Parallelamente si è sviluppato il recente fenomeno definito contrattualmente "lavoro
interinale" o "lavoro in affitto". L’utilizzo di tale forma di lavoro, mentre consente alle aziende di
poter abbattere i costi del personale, senza preoccupazione alcuna per il mantenimento dei livelli
occupazionali; per i lavoratori da eliminare o a rischio costituirà causa di mobbing pressoché certa e
grave, si pensi in proposito cosa significhi per un’azienda in termini di riduzione di costo del
lavoro, l’eliminazione dell’annoso problema delle malattie, maternità, delle ferie e dei tempi morti,
che di fatto i relativi oneri non graverebbero più sul bilancio aziendale.
Un ultimo punto analizzato dall’autore è rappresentato dalle fusioni tra due società dello
stesso settore. Gli accorpamenti creano lavoratori "doppioni", vale a dire soggetti che svolgono le
stesse funzioni. Questo può provocare, sia un livello di competitività molto elevato tra le risorse
umane, sia un’"eliminazione fisiologica" dei dipendenti acquistati dall’azienda più forte.

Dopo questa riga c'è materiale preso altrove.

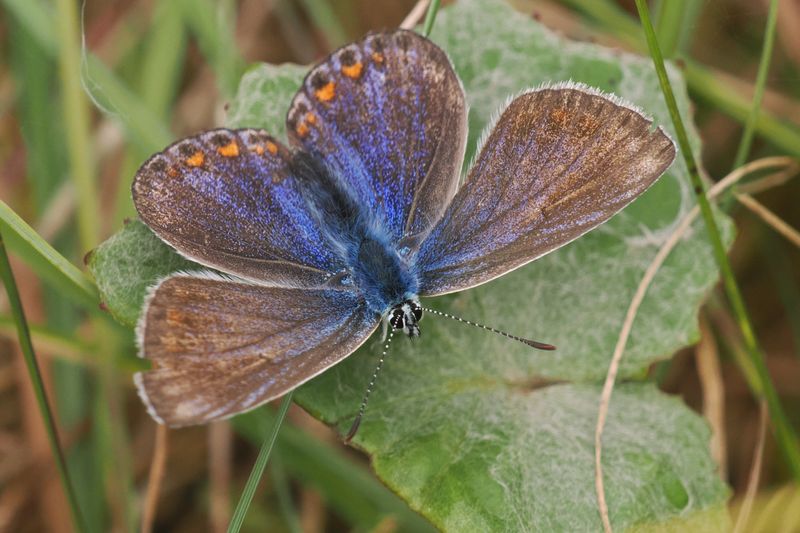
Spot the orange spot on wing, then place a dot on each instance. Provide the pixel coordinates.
(196, 159)
(353, 71)
(302, 129)
(229, 150)
(326, 92)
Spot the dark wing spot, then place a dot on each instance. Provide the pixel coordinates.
(158, 165)
(186, 149)
(318, 81)
(348, 58)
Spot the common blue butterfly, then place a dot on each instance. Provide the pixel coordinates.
(361, 216)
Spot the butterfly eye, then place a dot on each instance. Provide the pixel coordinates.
(397, 321)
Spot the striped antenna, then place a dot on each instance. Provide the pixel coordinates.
(357, 421)
(534, 344)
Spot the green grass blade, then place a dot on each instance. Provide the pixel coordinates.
(212, 25)
(258, 468)
(761, 82)
(46, 261)
(144, 127)
(785, 435)
(675, 21)
(430, 17)
(76, 124)
(326, 20)
(36, 380)
(281, 484)
(348, 488)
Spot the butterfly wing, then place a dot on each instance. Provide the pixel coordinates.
(559, 162)
(221, 347)
(388, 117)
(230, 199)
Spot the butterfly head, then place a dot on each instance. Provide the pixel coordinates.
(405, 316)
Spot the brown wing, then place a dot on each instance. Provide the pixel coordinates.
(230, 199)
(388, 116)
(221, 347)
(559, 162)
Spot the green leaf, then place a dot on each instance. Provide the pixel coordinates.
(477, 432)
(127, 264)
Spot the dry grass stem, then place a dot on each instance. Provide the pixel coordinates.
(713, 388)
(157, 468)
(636, 301)
(415, 15)
(755, 471)
(770, 218)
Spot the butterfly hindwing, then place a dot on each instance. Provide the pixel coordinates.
(558, 162)
(220, 347)
(388, 116)
(229, 199)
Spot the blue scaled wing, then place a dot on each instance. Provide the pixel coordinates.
(221, 347)
(230, 200)
(559, 162)
(388, 117)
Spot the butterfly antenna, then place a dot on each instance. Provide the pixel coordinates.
(357, 421)
(535, 344)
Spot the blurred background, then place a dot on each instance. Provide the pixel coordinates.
(75, 124)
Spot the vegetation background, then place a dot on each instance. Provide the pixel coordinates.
(66, 166)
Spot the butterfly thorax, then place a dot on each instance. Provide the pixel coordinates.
(383, 276)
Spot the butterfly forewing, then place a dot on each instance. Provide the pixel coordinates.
(559, 162)
(220, 347)
(388, 116)
(229, 199)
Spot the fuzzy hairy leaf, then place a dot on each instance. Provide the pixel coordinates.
(480, 433)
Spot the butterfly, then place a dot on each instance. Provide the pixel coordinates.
(317, 243)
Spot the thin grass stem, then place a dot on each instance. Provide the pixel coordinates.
(761, 82)
(76, 122)
(785, 435)
(703, 81)
(430, 17)
(45, 260)
(28, 353)
(258, 468)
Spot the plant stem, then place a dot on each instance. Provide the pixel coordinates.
(45, 260)
(787, 440)
(702, 81)
(76, 119)
(258, 468)
(430, 17)
(26, 346)
(761, 81)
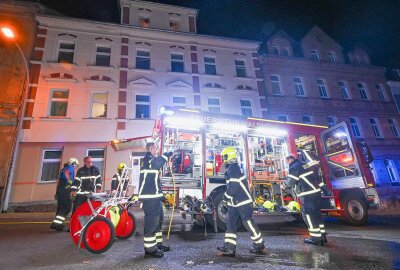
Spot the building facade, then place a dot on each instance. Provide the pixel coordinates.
(97, 82)
(314, 82)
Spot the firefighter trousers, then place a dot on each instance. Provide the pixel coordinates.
(64, 204)
(153, 220)
(311, 212)
(245, 213)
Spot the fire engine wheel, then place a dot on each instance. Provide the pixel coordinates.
(99, 235)
(126, 226)
(355, 211)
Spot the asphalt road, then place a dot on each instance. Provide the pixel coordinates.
(375, 246)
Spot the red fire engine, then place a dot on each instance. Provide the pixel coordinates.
(197, 139)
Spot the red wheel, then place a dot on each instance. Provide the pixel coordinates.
(126, 226)
(99, 235)
(75, 225)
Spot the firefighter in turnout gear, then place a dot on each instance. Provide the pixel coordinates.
(306, 186)
(151, 194)
(239, 203)
(64, 203)
(87, 180)
(120, 181)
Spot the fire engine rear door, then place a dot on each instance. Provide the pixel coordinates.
(344, 170)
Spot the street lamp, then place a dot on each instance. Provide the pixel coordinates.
(9, 34)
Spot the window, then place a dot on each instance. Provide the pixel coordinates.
(343, 90)
(174, 26)
(275, 85)
(209, 65)
(66, 52)
(142, 59)
(51, 163)
(143, 106)
(177, 63)
(393, 127)
(240, 68)
(298, 85)
(99, 104)
(286, 52)
(97, 158)
(59, 102)
(245, 104)
(355, 127)
(375, 127)
(332, 57)
(282, 117)
(103, 56)
(363, 92)
(307, 119)
(275, 50)
(314, 55)
(144, 22)
(179, 102)
(331, 121)
(214, 105)
(381, 92)
(323, 92)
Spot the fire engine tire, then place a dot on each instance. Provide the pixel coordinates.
(99, 235)
(355, 210)
(126, 226)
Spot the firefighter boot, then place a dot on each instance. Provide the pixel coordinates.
(225, 252)
(317, 242)
(156, 253)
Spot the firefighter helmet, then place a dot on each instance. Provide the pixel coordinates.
(294, 206)
(229, 154)
(73, 161)
(121, 166)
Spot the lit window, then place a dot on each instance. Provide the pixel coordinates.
(375, 127)
(245, 104)
(323, 92)
(298, 85)
(59, 102)
(143, 106)
(99, 104)
(363, 92)
(355, 127)
(209, 65)
(214, 105)
(314, 55)
(344, 90)
(103, 56)
(394, 127)
(275, 85)
(51, 163)
(177, 63)
(66, 52)
(142, 59)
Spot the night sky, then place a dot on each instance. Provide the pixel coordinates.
(373, 23)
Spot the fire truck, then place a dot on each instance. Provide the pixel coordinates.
(197, 138)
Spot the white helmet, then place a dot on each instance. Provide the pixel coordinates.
(73, 161)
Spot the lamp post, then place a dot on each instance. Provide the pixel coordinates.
(9, 34)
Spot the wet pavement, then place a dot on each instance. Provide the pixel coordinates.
(375, 246)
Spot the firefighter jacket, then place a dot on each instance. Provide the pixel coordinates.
(149, 179)
(237, 192)
(303, 180)
(87, 180)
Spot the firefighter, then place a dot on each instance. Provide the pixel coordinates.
(120, 181)
(151, 194)
(87, 180)
(305, 184)
(64, 203)
(239, 205)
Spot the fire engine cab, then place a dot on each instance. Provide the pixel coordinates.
(197, 138)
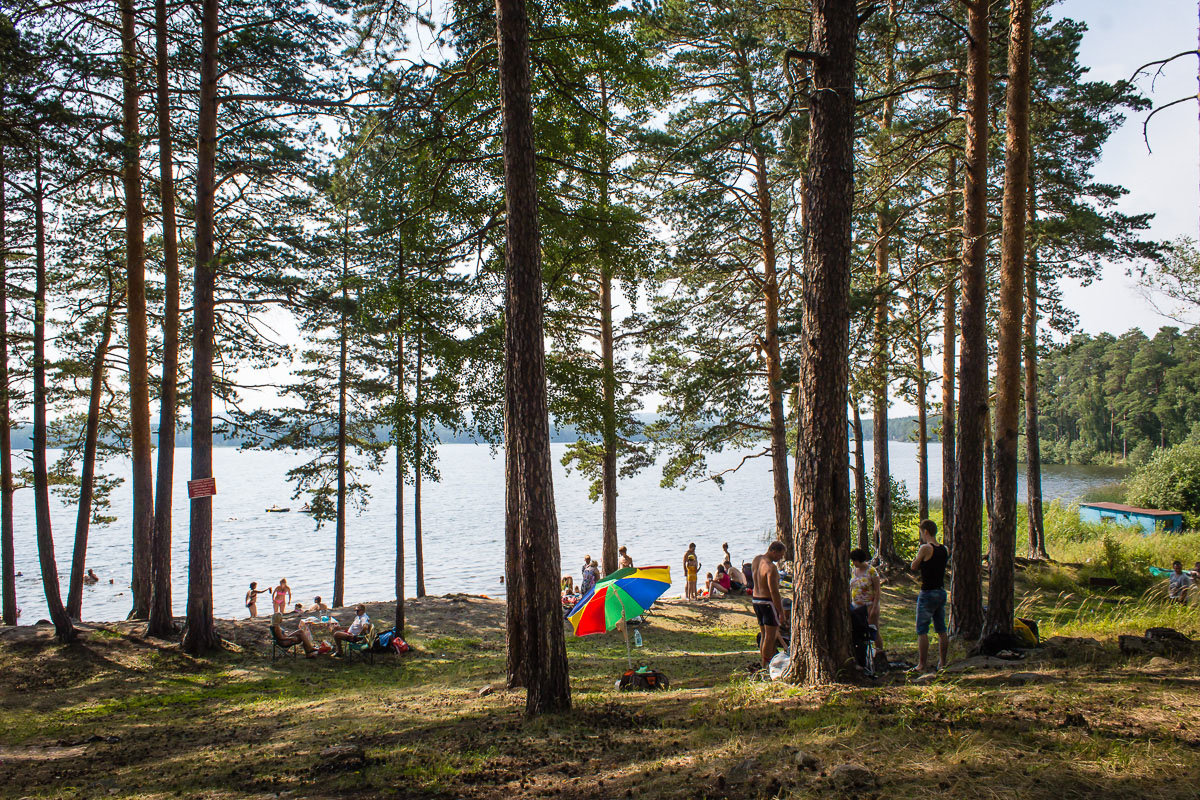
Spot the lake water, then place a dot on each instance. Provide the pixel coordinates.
(463, 527)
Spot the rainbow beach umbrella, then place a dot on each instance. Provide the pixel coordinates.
(619, 596)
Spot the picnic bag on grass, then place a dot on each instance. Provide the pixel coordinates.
(643, 679)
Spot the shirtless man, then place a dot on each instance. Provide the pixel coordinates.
(767, 605)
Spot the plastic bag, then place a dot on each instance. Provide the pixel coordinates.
(779, 665)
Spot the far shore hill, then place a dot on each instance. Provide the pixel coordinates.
(901, 428)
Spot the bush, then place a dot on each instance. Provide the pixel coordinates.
(1170, 480)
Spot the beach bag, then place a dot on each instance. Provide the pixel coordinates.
(643, 679)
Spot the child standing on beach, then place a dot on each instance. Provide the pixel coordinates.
(252, 597)
(281, 596)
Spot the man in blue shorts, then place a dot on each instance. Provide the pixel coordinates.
(930, 561)
(768, 607)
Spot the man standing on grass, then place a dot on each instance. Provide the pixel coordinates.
(930, 561)
(767, 605)
(1179, 583)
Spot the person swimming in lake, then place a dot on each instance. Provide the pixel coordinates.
(252, 597)
(281, 596)
(691, 570)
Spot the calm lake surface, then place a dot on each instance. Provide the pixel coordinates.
(463, 527)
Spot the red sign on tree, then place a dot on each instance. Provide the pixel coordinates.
(202, 487)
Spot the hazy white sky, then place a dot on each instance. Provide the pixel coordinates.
(1121, 37)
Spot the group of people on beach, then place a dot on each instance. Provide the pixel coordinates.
(865, 594)
(305, 637)
(281, 597)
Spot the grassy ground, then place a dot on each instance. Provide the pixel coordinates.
(123, 716)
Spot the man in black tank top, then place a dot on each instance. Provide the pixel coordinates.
(930, 561)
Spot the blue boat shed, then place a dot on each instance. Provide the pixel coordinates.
(1149, 519)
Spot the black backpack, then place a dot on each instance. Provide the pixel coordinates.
(647, 680)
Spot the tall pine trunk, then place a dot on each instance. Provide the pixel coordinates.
(531, 529)
(342, 366)
(418, 463)
(821, 644)
(141, 452)
(885, 533)
(1012, 289)
(864, 535)
(400, 473)
(783, 492)
(922, 431)
(63, 627)
(1032, 437)
(949, 331)
(607, 359)
(966, 591)
(7, 551)
(202, 633)
(161, 612)
(88, 473)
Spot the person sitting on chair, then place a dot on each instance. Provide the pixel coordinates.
(1177, 584)
(721, 583)
(354, 632)
(285, 639)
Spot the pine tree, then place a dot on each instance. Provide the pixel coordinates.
(821, 639)
(537, 648)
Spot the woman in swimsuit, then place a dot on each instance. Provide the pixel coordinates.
(281, 596)
(691, 569)
(252, 597)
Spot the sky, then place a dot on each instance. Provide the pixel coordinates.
(1121, 37)
(1163, 180)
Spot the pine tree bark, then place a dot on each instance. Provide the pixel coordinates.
(885, 533)
(400, 473)
(201, 635)
(88, 471)
(864, 536)
(922, 431)
(780, 476)
(7, 549)
(966, 591)
(949, 332)
(607, 359)
(342, 366)
(534, 609)
(141, 452)
(1012, 289)
(1032, 438)
(63, 627)
(821, 645)
(418, 459)
(162, 621)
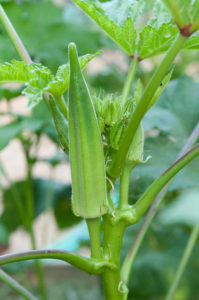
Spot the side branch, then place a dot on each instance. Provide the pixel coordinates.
(146, 199)
(142, 107)
(16, 286)
(130, 258)
(88, 265)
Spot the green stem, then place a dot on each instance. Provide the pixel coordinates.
(124, 186)
(174, 9)
(130, 258)
(16, 286)
(94, 228)
(142, 107)
(14, 36)
(30, 214)
(62, 106)
(113, 235)
(183, 263)
(129, 80)
(146, 199)
(194, 27)
(87, 265)
(39, 269)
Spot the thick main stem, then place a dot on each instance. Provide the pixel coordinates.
(129, 260)
(114, 288)
(94, 226)
(183, 263)
(39, 269)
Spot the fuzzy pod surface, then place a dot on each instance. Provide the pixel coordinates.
(87, 162)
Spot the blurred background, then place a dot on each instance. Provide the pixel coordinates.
(35, 174)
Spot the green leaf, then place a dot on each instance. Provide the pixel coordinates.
(154, 41)
(183, 210)
(173, 118)
(19, 71)
(188, 10)
(35, 75)
(47, 195)
(39, 120)
(39, 79)
(124, 36)
(58, 27)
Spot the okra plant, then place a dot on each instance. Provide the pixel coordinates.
(103, 133)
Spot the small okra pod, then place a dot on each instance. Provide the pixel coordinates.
(89, 198)
(61, 123)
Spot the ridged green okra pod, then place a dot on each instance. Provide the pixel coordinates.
(86, 150)
(61, 123)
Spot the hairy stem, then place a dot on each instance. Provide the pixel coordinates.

Alla luce di questo nuovo quadro economico - lavorativo Paul McCarthy ha definito il
mobbing come un fenomeno provocato dal contesto economico, più ancora che da quello culturale.
La struttura organizzativa delle aziende moderne è, secondo McCarthy, la causa del mobbing:
"Le imprese permettono alla violenza del mercato libero e globale di introdursi nelle proprie
dinamiche interne. (…) In più sembra che le pressioni generate da queste forze abbassino la soglia
oltre la quale i dirigenti, specie quelli che operano al limite delle proprie capacità, possono
adottare comportamenti scorretti." (McCarthy 1996, in When the mask slips: inappropriate
coercion in organisations undergoing restructuring).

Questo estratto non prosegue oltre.